Mientras el coste político de la guerra para Trump no deja de aumentar, Washington parece disponer sólo de un número limitado de opciones.

  • La llegada de 7.000 soldados estadounidenses adicionales a la región podría permitir a la Casa Blanca llevar a cabo operaciones limitadas en el estrecho de Ormuz y en las costas iraníes.
  • A pesar de una campaña aérea masiva, los Guardianes de la Revolución conservan una capacidad de respuesta suficiente para disuadir a los armadores de intentar atravesar el estrecho de Ormuz sin un acuerdo previo con las autoridades iraníes.
  • El establecimiento de escoltas por parte de buques militares requeriría medios adicionales cuyo despliegue en la región podría llevar varias semanas o incluso meses. Los costes asociados a tal operación serían también muy elevados.
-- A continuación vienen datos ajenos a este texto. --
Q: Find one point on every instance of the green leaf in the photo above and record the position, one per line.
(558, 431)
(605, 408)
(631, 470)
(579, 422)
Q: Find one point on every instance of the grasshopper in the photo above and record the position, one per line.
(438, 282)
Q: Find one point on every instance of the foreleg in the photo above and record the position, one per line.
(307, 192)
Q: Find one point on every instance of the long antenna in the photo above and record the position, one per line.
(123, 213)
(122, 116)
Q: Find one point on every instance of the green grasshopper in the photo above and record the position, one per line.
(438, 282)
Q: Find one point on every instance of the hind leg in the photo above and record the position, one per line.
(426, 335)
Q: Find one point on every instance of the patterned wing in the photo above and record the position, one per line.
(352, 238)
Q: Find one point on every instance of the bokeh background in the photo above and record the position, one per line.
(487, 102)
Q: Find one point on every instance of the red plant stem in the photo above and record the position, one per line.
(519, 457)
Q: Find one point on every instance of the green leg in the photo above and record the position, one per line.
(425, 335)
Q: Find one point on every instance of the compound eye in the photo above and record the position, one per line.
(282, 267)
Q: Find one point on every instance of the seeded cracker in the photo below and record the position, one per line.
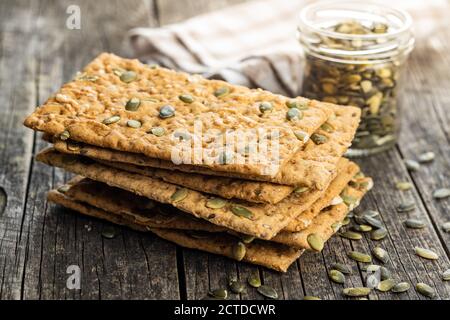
(260, 220)
(95, 108)
(312, 167)
(270, 255)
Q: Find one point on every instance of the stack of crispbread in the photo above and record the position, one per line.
(116, 125)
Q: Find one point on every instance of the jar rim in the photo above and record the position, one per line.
(313, 7)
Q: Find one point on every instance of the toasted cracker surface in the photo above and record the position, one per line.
(312, 166)
(271, 255)
(260, 220)
(84, 106)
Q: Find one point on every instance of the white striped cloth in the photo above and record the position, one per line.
(253, 44)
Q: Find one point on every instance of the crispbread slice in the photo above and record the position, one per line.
(82, 105)
(151, 214)
(141, 210)
(336, 186)
(228, 188)
(268, 254)
(259, 220)
(313, 166)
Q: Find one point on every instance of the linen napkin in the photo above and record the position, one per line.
(252, 44)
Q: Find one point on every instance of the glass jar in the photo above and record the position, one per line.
(354, 55)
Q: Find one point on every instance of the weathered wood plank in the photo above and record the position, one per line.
(171, 11)
(130, 266)
(400, 243)
(17, 98)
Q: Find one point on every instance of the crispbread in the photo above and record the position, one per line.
(229, 188)
(81, 106)
(312, 166)
(143, 211)
(305, 218)
(322, 224)
(268, 254)
(266, 220)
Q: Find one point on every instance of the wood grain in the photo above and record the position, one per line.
(38, 240)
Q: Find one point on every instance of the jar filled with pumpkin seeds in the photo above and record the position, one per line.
(355, 53)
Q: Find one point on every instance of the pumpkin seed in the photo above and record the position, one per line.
(166, 111)
(362, 228)
(242, 212)
(386, 285)
(157, 131)
(426, 253)
(373, 222)
(345, 269)
(351, 235)
(294, 113)
(425, 290)
(346, 221)
(216, 203)
(412, 165)
(380, 254)
(231, 278)
(239, 251)
(63, 188)
(403, 185)
(336, 200)
(336, 226)
(359, 256)
(311, 298)
(327, 127)
(385, 273)
(446, 226)
(222, 92)
(179, 195)
(371, 268)
(132, 104)
(267, 292)
(134, 124)
(441, 193)
(219, 293)
(254, 280)
(366, 86)
(128, 76)
(108, 232)
(336, 276)
(378, 234)
(64, 135)
(237, 287)
(301, 135)
(370, 213)
(186, 98)
(301, 189)
(446, 275)
(426, 157)
(118, 71)
(88, 77)
(265, 106)
(356, 292)
(318, 138)
(315, 242)
(415, 223)
(111, 120)
(401, 287)
(406, 206)
(247, 238)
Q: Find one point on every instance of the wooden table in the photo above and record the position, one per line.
(38, 240)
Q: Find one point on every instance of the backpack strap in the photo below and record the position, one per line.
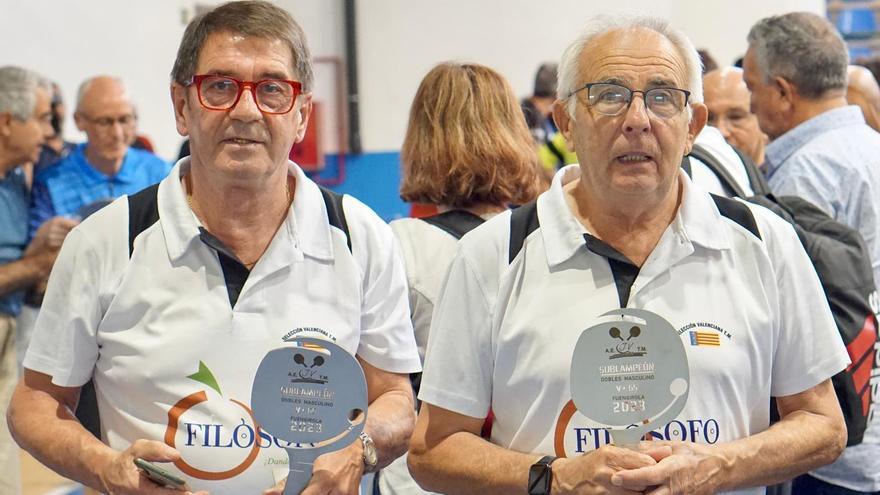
(456, 223)
(335, 212)
(738, 212)
(686, 166)
(143, 211)
(523, 221)
(756, 177)
(727, 180)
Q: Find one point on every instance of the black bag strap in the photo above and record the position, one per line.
(456, 223)
(728, 182)
(523, 221)
(756, 177)
(335, 212)
(686, 166)
(143, 211)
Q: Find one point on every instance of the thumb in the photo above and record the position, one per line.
(658, 452)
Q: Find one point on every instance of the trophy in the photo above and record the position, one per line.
(312, 394)
(630, 373)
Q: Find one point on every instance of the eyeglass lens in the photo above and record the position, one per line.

Aunque la guerra contra Irán y su impacto en la economía estadounidense no parece haber provocado una oposición masiva en las filas republicanas, más de la mitad de los estadounidenses (53,5%) desaprueba la guerra iniciada por Trump, según los datos de las encuestas recopilados por el analista Nate Silver.

  • El statu quo parece beneficiar a Irán, que ahora ejerce un control de facto sobre el estrecho de Ormuz del que antes no disfrutaba.
  • Ayer, lunes 30 de marzo, el Parlamento iraní aprobó un proyecto de ley para cobrar peajes a los buques que transiten por el estrecho.
  • Al mismo tiempo, Teherán está recaudando cientos de millones de dólares adicionales gracias a sus ventas de petróleo, aprovechando la subida de los precios y su nueva condición de principal exportador de la región 2.

Según fuentes estadounidenses, Trump habría declarado ayer, lunes 30, estar dispuesto a poner fin a la campaña militar contra Irán, aunque el estrecho de Ormuz permaneciera en gran parte cerrado 3.

Notas al pie
  1. Ryan Cummings et Neale Mahoney, « U.S. Has Few Good Options to Counter the Gas Price Spike », 9 de marzo de 2026.
  2. Paul Burkhardt, Patrick Sykes y Julian Lee, « Iran Oil Revenue Soars as It’s the Only Exporter Out of Hormuz », Bloomberg, 26 de marzo de 2026.
  3. Alexander Ward y Meridith McGraw, « Trump Tells Aides He’s Willing to End War Without Reopening Hormuz », The Wall Street Journal, 30 de marzo de 2026.